Bacterial endotoxins as powerful pyrogens
Bacterial endotoxins are widely spread in the environment. However, endotoxins are also powerful pyrogens that may lead to the development of fever, inflammation, and even septic shock, if they gain access to the bloodstream.1
To prevent these serious risks, endotoxin testing has routinely been implemented in the manufacturing process of parenteral pharmaceutical drugs and medical devices. Moreover, the Limulus amebocyte lysate (LAL) assay has been established as the gold standard for endotoxin testing.
The traditional LAL assay
The traditional LAL assay detects endotoxin contamination via the incubation of protein extracted from the blood of horseshoe crab with an endotoxin-contaminated sample, which initiates the formation of a clotting reaction. It can be performed as a qualitative gel-clot test relying on clot visualization or as a quantitative turbidimetric or chromogenic assay, the findings of which can be recorded with a Toxinometer®️ or a microplate reader, respectively.
The LAL gel clot assay is used for the qualitative but fast and sensitive detection of endotoxin via the visualization of a formed clot. However, it does not enable endotoxin quantification.
The LAL turbidimetric assay (KTA) enables endotoxin quantification based on the turbidity (cloudiness) of the analyzed sample, which occurs after enzymatic substrate cleavage but before gel formation.
The LAL chromogenic assay (KCA) quantifies endotoxin by detecting and photometrically quantifying the chromogenic release caused by the cleavage of a chromogenic substrate.
Environmental risks associated with the traditional LAL assay
Production of the traditional LAL reagent requires the capture and bleeding of horseshoe crabs; however, the development of recombinant (synthetic) alternatives for endotoxin testing will reduce any environmental impact that could exist. This is in line with the 3Rs framework for animal-dependent science, which reflects the goal to replace, reduce, and refine the use of animals whenever possible.3
Currently available recombinant (synthetic) endotoxin assays
Recombinant factor C-based assays – Factor C is the initial component of the clotting cascade of horseshoe crabs. It is induced by endotoxins and has been used for the development of recombinant endotoxin assays. Recombinant factor C-based assays do not require the use of horseshoe crab amebocytes and can detect endotoxin with high sensitivity and specificity.

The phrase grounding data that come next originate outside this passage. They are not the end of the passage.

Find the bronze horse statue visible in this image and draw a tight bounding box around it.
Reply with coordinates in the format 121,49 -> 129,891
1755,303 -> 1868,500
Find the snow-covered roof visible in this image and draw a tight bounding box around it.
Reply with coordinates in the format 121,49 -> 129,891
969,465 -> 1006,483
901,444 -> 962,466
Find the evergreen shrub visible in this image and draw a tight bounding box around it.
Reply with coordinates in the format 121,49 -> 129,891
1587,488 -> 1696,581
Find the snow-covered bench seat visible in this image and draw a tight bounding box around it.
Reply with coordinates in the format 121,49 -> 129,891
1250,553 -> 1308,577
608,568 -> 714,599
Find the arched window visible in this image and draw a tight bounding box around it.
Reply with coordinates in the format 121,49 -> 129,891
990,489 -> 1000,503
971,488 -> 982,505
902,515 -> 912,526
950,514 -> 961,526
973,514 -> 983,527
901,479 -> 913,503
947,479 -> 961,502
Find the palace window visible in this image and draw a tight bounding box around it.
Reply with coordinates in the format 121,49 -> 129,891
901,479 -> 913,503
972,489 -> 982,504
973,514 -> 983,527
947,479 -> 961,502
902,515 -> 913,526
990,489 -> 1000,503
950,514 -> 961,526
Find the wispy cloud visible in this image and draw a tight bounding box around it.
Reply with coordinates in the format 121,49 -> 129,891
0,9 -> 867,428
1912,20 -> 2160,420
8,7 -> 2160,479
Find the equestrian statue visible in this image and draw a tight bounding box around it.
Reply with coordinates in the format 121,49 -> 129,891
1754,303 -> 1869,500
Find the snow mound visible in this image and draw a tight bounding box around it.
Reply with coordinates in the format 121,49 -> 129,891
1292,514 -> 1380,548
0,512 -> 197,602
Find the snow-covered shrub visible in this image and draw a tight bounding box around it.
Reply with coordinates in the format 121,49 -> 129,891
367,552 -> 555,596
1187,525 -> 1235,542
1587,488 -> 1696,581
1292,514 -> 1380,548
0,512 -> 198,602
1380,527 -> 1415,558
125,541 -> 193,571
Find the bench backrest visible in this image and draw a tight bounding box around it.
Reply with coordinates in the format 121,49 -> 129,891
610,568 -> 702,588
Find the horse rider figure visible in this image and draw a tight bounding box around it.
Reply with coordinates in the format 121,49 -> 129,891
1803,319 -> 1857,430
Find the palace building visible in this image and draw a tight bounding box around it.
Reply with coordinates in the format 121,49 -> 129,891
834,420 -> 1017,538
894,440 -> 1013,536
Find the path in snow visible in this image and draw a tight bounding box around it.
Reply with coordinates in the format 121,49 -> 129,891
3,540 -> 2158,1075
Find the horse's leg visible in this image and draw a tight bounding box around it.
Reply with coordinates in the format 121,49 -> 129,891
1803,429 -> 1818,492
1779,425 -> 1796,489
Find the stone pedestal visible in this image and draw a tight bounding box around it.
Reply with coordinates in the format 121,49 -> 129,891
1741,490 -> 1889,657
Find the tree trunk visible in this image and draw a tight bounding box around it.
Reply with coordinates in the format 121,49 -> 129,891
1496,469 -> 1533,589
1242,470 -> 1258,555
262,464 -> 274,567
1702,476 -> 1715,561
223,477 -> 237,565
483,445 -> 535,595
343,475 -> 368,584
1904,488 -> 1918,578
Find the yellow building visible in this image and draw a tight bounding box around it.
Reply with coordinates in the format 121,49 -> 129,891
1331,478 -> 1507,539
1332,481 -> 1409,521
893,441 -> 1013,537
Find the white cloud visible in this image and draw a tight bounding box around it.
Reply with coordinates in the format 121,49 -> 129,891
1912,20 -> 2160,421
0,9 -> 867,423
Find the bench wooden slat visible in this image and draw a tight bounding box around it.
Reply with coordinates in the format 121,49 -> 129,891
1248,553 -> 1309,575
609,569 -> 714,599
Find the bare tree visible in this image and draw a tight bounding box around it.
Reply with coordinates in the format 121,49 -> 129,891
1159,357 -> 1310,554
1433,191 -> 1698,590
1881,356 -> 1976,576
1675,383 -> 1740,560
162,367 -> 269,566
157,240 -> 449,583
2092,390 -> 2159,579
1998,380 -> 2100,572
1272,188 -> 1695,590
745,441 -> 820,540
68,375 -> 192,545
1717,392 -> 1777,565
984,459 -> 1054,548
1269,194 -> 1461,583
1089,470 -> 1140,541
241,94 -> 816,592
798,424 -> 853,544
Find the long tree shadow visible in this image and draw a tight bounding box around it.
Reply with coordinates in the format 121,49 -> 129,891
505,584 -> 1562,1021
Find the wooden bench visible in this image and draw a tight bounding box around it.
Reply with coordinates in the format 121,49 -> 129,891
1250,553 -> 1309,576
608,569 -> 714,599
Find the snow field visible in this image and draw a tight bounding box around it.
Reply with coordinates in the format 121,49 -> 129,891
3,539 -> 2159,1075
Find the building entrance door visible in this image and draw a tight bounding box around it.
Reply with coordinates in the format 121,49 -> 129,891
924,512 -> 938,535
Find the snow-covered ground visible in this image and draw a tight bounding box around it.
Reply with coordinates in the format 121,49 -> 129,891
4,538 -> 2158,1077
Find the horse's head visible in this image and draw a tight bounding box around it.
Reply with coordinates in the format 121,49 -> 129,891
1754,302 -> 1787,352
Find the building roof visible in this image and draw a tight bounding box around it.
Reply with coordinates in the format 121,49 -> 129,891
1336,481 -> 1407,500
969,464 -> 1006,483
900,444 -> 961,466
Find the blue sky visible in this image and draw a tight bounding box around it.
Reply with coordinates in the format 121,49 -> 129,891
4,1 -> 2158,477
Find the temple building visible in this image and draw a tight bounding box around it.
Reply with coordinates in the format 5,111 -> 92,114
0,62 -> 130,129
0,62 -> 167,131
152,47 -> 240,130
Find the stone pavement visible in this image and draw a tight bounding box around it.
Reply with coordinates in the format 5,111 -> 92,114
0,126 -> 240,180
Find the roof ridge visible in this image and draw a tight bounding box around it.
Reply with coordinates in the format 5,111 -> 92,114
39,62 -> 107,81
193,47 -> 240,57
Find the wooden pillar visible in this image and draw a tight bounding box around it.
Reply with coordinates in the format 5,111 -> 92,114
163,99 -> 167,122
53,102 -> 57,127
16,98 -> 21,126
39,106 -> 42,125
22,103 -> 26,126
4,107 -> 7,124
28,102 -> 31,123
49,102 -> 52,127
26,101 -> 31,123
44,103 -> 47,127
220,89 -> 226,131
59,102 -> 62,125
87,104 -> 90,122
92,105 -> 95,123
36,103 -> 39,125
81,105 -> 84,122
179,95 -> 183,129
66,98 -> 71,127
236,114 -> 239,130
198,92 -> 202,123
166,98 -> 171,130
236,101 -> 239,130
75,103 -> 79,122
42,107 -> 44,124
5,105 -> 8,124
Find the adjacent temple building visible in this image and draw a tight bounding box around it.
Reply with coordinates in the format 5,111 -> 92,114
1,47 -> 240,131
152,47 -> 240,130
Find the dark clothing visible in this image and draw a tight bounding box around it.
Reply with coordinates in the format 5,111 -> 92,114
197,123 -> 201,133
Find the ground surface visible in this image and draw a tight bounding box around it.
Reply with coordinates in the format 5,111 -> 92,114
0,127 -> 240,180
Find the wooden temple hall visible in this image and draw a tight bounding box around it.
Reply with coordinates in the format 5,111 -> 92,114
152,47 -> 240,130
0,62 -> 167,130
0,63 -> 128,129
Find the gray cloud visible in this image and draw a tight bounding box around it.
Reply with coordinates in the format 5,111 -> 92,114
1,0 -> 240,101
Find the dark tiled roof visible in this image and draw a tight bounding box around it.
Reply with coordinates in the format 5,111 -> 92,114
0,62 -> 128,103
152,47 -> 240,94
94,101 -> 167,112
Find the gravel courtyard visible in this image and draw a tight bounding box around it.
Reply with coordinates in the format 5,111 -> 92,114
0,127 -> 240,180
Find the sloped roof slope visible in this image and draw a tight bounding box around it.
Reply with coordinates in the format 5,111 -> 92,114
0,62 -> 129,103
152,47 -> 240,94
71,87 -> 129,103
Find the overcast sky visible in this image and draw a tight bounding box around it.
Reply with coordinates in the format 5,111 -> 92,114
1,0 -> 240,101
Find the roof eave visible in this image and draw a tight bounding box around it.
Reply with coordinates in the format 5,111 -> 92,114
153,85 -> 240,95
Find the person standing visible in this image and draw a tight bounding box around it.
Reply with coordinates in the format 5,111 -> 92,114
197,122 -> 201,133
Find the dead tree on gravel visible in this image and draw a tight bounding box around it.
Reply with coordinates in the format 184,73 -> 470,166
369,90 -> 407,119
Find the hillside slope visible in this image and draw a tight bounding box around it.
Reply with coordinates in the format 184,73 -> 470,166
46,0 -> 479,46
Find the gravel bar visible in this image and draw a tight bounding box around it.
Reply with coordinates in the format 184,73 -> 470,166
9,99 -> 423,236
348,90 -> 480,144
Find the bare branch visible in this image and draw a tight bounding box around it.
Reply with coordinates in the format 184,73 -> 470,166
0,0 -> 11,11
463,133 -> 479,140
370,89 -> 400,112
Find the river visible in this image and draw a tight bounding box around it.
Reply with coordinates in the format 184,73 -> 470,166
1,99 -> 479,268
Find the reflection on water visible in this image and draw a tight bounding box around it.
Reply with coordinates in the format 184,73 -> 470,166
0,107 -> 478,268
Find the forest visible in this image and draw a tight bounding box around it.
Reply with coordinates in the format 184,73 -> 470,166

Pyrostar synthetic LAL assay – FUJIFILM Wako Pure Chemical Corporation has developed a new recombinant, 100% animal-free endotoxin detection reagent, PYROSTAR™ Neo. It mimics the cascade reaction of traditional LAL reagents with three recombinant factors (Factor C, Factor B, and proclotting enzyme) and offers high sensitivity and specificity. PYROSTAR™ Neo relies on the pNA chromogenic group to quantify endotoxin with a sensitive colorimetric method compatible with an absorbance plate reader. In addition, this method eliminated the risk of (1-->3)ß-D-glucan-related false positives via the use of endotoxin-specific reagents.
The LAL assay can qualitatively or quantitatively determine endotoxin contamination with high sensitivity and specificity. However, traditional LAL assays rely on bleeding of horseshoe crabs, which could have an environmental impact. The development of recombinant tests for endotoxin determination, such as recombinant LAL assays, enables endotoxin detection without compromising the assay sensitivity and specificity, while eliminating any possible effects on the environment.